Domain Contextualization Results (Humanitarian Data)

• Coverage & Explainability: Without external context, models were overly conservative (high recall, low precision). Integrating retrieved policy rules improved precision while maintaining perfect recall (1.0).
  • GPT-4o-mini: Precision improved from 0.47 to 0.69 (F1: 0.82) with domain knowledge.
  • Qwen3 14B: Precision improved from 0.56 to 0.64 (F1: 0.78) with domain knowledge.
• Qualitative Success: Human experts rated the LLM's ability to cite specific policy rules (e.g., "ISP guidelines on facility data") as highly informative for decision-making.

Efficiency

• Latency: The contextual pipelines are slower than rule-based tools (e.g., 1.2s–2.9s per column vs. 0.16s for DLP) but offer significantly higher accuracy. Smaller models (e.g., Qwen3 8B) offer a favorable trade-off for efficiency.

5. Significance and Conclusion

This work represents a paradigm shift from static, pattern-based detection to dynamic, context-aware detection.

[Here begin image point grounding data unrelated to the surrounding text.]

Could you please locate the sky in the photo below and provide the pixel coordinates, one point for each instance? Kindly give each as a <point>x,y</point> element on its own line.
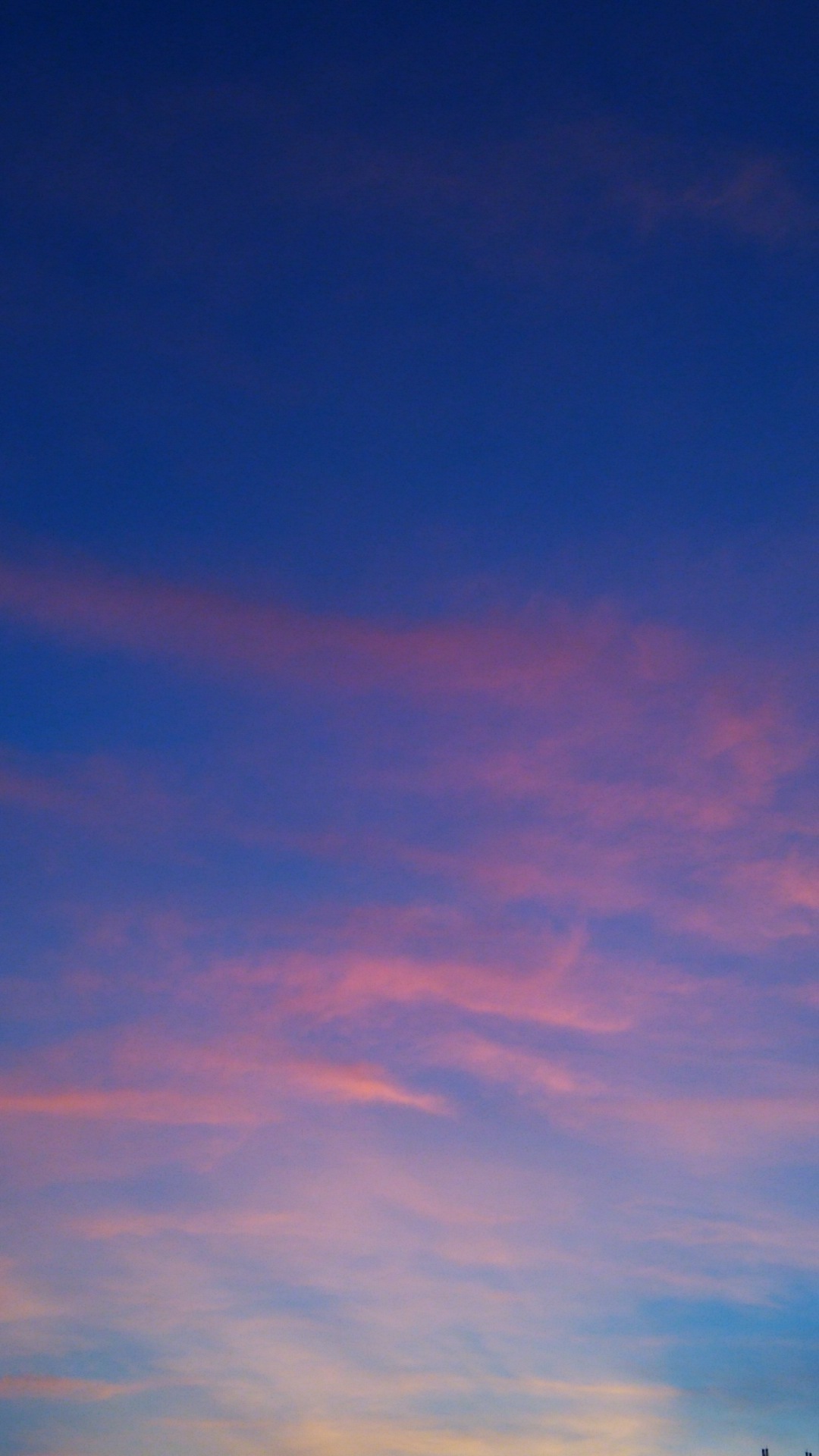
<point>409,795</point>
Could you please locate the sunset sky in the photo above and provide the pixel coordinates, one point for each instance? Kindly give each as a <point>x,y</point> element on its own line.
<point>410,899</point>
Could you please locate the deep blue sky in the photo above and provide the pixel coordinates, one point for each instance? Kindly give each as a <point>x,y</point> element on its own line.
<point>229,350</point>
<point>410,899</point>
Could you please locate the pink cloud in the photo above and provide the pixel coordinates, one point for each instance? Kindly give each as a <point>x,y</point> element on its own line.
<point>60,1388</point>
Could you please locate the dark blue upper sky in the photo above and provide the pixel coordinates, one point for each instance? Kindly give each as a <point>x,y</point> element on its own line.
<point>376,302</point>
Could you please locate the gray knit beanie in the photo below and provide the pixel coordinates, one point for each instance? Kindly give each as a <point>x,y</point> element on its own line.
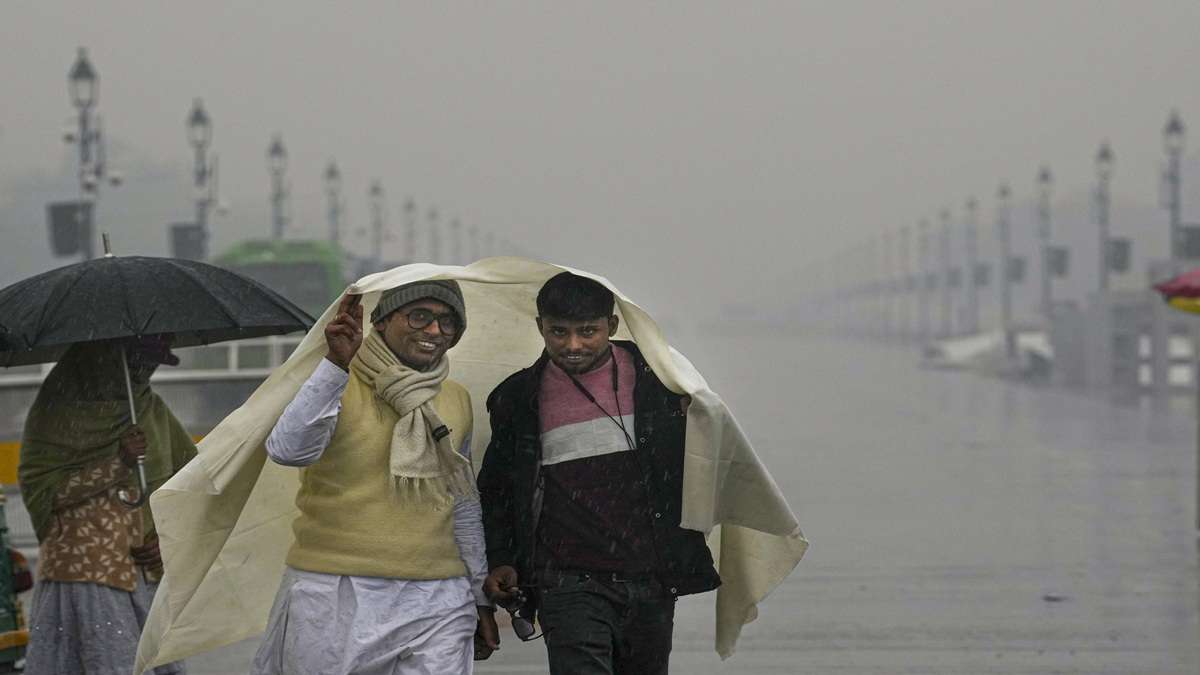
<point>442,290</point>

• Practical Impact: It enables organizations to publish more data safely by reducing false positives (which currently block useful data) and increasing recall for non-personal sensitive data (which is currently overlooked).
• Scalability: The mechanisms are modality-agnostic and can extend to free-form text, though the current evaluation focused on tabular data.
• Future Direction: The paper highlights the need for diverse labeled datasets across different domains and languages to further refine these contextual models. It also suggests future work on automated remediation strategies once sensitive data is detected.

In summary, the paper demonstrates that leveraging LLMs for contextual reasoning and external knowledge retrieval is essential for the next generation of sensitive data protection in open data ecosystems.